Colombia El Paraiso washed

The Tabi variety, processed using the washed method with extended fermentation, from farmer Javier Burbano. A pleasant coffee with full sweetness and medium acidity. Roasted for both filter and espresso.

€15,95 EUR

Roast
Type of packaging

 

Origin Country: Colombia
Farm: San Isidro
Farmer: Javier Burbano
Village: El Silencio
Region: Huila
Processing Method: Washed
Variety: Tabi
Altitude: 1700-1800 meters above sea level

Javier Burbano

In the picturesque region of San Agustin, Huila, lies the San Isidro farm, tended by the young and passionate coffee grower Javier Burbano. This 5-hectare property, with 4 hectares dedicated to coffee cultivation, represents the continuation of a rich family legacy spanning over four generations. Javier, who inherited the farm after it was divided among him and his brothers, now works alongside his children Jorge and Wilson. Together, they cultivate both traditional coffee varieties and exotic ones like Tabi (mostly), showcasing their commitment to both heritage and innovation.

San Isidro is meticulously organized, with the coffee plants divided into batches by variety and age. This careful planning allows for precise cultivation and harvesting practices. Besides coffee, they grow beans, plantains, and oranges, adding diversity to their agricultural output, offering nutrients to the soil and providing good shade. During the coffee harvest, Javier employs up to 10 pickers, primarily from neighbouring areas. They practice selective harvesting, ensuring only the ripest cherries are picked, which contributes to the superior quality of their coffee. A notable feature of San Isidro is its own water spring, which the family diligently protects, understanding its vital role in their ecosystem and coffee production.

Javier works closely with Ramon Hoyos, a buyer and cupper from InConexus, and is an active member of the San Agustin Management Nucleo, led by Ramon. This nucleus, formed over a decade ago, spans the villages of El Tabor, Los Robles, and El Rosario. It was established to implement differential processes that enhance the sensory profile of their coffee and to participate in regional competitions. As a nucleus, they achieved many milestones, including controlled planting, coffee plantation renewal, and the introduction of exotic varietals like Tabi, Gesha, Pink Bourbon, SL-28, and others. They've also implemented a generational replacement program, where producers' children are trained in cupping principles through the InConexus School of Cupping program.

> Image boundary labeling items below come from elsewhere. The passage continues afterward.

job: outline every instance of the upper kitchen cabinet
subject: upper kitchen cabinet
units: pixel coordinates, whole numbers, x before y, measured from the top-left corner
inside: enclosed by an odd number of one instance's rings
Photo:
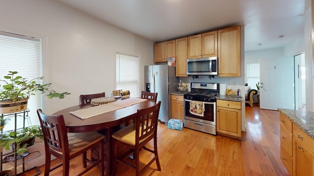
[[[167,62],[168,57],[176,57],[176,40],[154,45],[155,62]]]
[[[187,77],[187,38],[176,40],[176,76]]]
[[[217,56],[217,31],[188,37],[188,58]]]
[[[241,27],[218,31],[218,76],[241,76]]]

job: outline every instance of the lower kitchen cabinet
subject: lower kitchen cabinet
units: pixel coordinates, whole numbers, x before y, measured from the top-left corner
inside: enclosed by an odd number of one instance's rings
[[[280,119],[280,157],[285,167],[290,176],[313,176],[314,139],[281,112]]]
[[[217,100],[217,133],[241,139],[241,102]]]
[[[171,118],[181,119],[183,122],[183,95],[171,95]]]

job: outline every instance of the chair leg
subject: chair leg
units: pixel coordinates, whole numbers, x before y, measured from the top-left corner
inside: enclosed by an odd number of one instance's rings
[[[157,149],[157,136],[155,137],[154,139],[154,151],[156,158],[156,164],[157,165],[157,170],[159,171],[161,171],[161,168],[160,167],[160,163],[159,162],[159,157],[158,156],[158,150]]]
[[[104,142],[101,141],[99,143],[99,155],[100,156],[99,159],[100,159],[101,162],[100,163],[100,176],[105,176],[105,163],[104,163],[104,158],[105,155],[104,154]]]
[[[84,153],[83,153],[83,160],[82,161],[83,161],[83,167],[85,168],[86,167],[87,165],[87,163],[86,163],[86,152],[85,152]]]
[[[63,157],[63,176],[69,176],[70,172],[70,160],[69,159],[65,159],[65,157]]]
[[[135,159],[135,170],[136,176],[140,176],[141,170],[139,168],[139,150],[135,149],[134,151],[134,157]]]
[[[50,171],[50,162],[51,161],[51,155],[49,153],[46,153],[46,163],[45,165],[45,176],[49,176]]]

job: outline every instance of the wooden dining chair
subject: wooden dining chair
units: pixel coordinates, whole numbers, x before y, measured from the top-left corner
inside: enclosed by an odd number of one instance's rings
[[[51,172],[61,166],[63,166],[63,175],[69,176],[70,160],[80,154],[83,157],[83,166],[86,169],[78,176],[84,174],[97,166],[100,166],[100,175],[104,175],[104,153],[99,154],[98,161],[92,162],[86,158],[86,151],[92,147],[97,146],[101,149],[101,151],[103,150],[104,135],[95,132],[67,133],[62,115],[46,115],[40,109],[37,112],[44,134],[45,176],[49,176]],[[60,159],[62,163],[51,169],[52,154]],[[90,166],[86,168],[87,162]]]
[[[142,91],[142,95],[141,98],[146,99],[152,99],[155,101],[155,103],[157,102],[157,92],[150,92],[145,91]]]
[[[91,94],[80,95],[79,96],[80,99],[80,104],[84,105],[90,102],[91,100],[93,98],[104,97],[105,96],[105,92],[94,93]]]
[[[138,110],[134,123],[114,132],[112,135],[115,160],[134,169],[136,176],[140,176],[141,172],[155,161],[156,161],[157,170],[161,170],[157,148],[157,125],[160,103],[159,101],[152,107]],[[153,139],[153,150],[145,146]],[[117,147],[121,144],[127,146],[130,149],[123,153],[118,153]],[[149,162],[146,162],[147,163],[143,168],[140,168],[139,152],[142,149],[154,154],[154,156]],[[133,154],[135,165],[129,162],[129,157],[131,154]],[[113,172],[115,174],[117,163],[114,162],[112,164]]]

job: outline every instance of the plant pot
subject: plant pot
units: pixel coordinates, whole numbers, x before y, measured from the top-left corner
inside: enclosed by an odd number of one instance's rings
[[[22,111],[27,108],[28,98],[15,101],[0,101],[0,114],[11,113]]]
[[[10,170],[0,171],[0,176],[9,176],[10,172]]]

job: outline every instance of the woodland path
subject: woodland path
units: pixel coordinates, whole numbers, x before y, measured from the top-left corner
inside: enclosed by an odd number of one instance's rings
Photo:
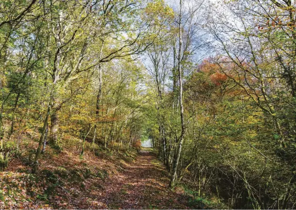
[[[123,209],[186,209],[188,198],[168,186],[167,172],[154,154],[142,150],[119,175],[106,181],[98,198],[102,207]]]

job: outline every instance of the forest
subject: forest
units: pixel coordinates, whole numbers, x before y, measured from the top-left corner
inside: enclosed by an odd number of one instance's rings
[[[0,209],[296,209],[296,0],[0,0]]]

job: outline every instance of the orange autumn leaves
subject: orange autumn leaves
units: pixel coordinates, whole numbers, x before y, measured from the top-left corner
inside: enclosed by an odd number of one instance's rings
[[[198,70],[210,74],[211,82],[216,86],[220,86],[228,79],[227,76],[224,73],[221,72],[218,65],[211,63],[207,60],[204,60],[198,66]]]

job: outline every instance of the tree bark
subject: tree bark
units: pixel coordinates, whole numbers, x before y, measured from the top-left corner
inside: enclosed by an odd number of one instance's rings
[[[181,155],[181,151],[182,150],[182,145],[183,145],[183,141],[184,139],[184,135],[185,134],[185,125],[184,123],[184,109],[183,107],[183,86],[182,82],[182,69],[181,68],[181,50],[182,50],[182,24],[181,23],[181,12],[182,8],[182,0],[180,0],[180,11],[179,13],[179,49],[178,54],[178,73],[179,79],[179,103],[180,104],[180,118],[181,119],[181,135],[180,137],[180,141],[178,150],[177,152],[176,158],[175,160],[173,167],[173,173],[171,177],[169,186],[171,189],[173,189],[175,188],[175,182],[177,176],[177,170],[178,165],[179,164],[180,156]]]

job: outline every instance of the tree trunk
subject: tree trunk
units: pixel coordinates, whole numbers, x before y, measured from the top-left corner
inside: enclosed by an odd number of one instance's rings
[[[58,131],[59,118],[57,110],[54,109],[50,116],[50,143],[52,145],[57,145]]]
[[[41,135],[40,136],[40,138],[39,140],[39,144],[38,145],[38,148],[37,148],[37,150],[36,151],[36,154],[35,155],[35,160],[34,161],[34,163],[33,163],[33,165],[32,167],[32,173],[34,174],[36,172],[38,166],[38,161],[40,157],[40,153],[41,152],[41,148],[43,145],[43,139],[44,138],[44,136],[45,135],[45,132],[46,131],[46,128],[48,125],[48,120],[49,119],[49,113],[50,112],[50,110],[51,109],[51,102],[49,102],[49,104],[48,107],[47,108],[47,112],[46,113],[46,116],[45,117],[45,119],[44,120],[44,123],[43,124],[43,128],[42,128],[42,131],[41,131]]]
[[[179,160],[180,159],[180,156],[181,155],[181,151],[182,150],[182,145],[183,145],[183,141],[184,138],[184,135],[185,134],[185,125],[184,124],[184,109],[183,108],[183,86],[182,82],[182,70],[181,69],[181,50],[182,50],[182,24],[181,23],[181,12],[182,8],[182,0],[180,0],[180,11],[179,13],[179,55],[178,55],[178,73],[179,77],[179,85],[180,85],[180,92],[179,92],[179,103],[180,104],[180,117],[181,118],[181,135],[180,137],[179,144],[177,152],[177,157],[175,160],[174,163],[173,167],[173,173],[171,177],[171,180],[170,181],[170,187],[171,189],[173,189],[175,188],[175,181],[177,176],[177,170],[178,168],[178,165],[179,164]]]
[[[45,152],[45,147],[46,147],[46,143],[47,140],[47,134],[49,132],[49,124],[47,123],[46,125],[46,129],[45,130],[45,134],[44,135],[44,140],[43,141],[43,147],[42,148],[42,151],[41,153],[44,154]]]
[[[102,41],[102,45],[100,50],[99,55],[99,59],[102,56],[102,52],[103,50],[103,45],[104,44],[104,41]],[[100,63],[99,64],[99,92],[97,96],[97,103],[96,104],[96,118],[97,120],[99,120],[99,105],[101,99],[101,96],[102,95],[102,68]],[[95,144],[95,140],[96,140],[97,135],[97,124],[95,124],[94,130],[94,138],[93,138],[93,145]]]
[[[14,107],[14,111],[12,113],[12,117],[11,119],[11,127],[10,128],[10,132],[8,134],[8,139],[9,140],[11,140],[11,137],[12,134],[14,133],[14,127],[15,125],[15,116],[16,115],[16,107],[17,106],[17,103],[18,103],[18,98],[19,98],[19,95],[20,95],[20,90],[18,90],[18,93],[17,93],[17,96],[16,96],[16,102],[15,103],[15,106]]]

Looking ahead, Javier's primary goal is to achieve consistency in his coffee's cup profile. This ambition reflects his dedication to producing high-quality coffee and his commitment to continuing his family's proud coffee-growing tradition while embracing modern techniques and innovations.

Processing

The coffee comes from the department of Palestine, in the southern part of the Huila region. It was processed using washed anaerobic fermentation techniques. Only ripe coffee cherries were harvested, then selected by density and sanitized. The coffee was de-pulped without using water and fermented with medium oxygen for 90 hours, a method known as prolonged fermentation.

After fermentation, the coffee was washed twice and placed on air-flow canopy beds to dry for 18-24 days. This careful processing method enhances the coffee's unique flavor profile while maintaining quality throughout every step.

Bag or tube?

For our coffee, we use recyclable bags, which are more suitable for the coffee, or tubes. The choice of packaging is up to you.

The tubes are great as gift packaging. We would be happy if you reused the tubes for other things (for pencils, glasses, etc.), or if you bring the tube back when you come for more coffee.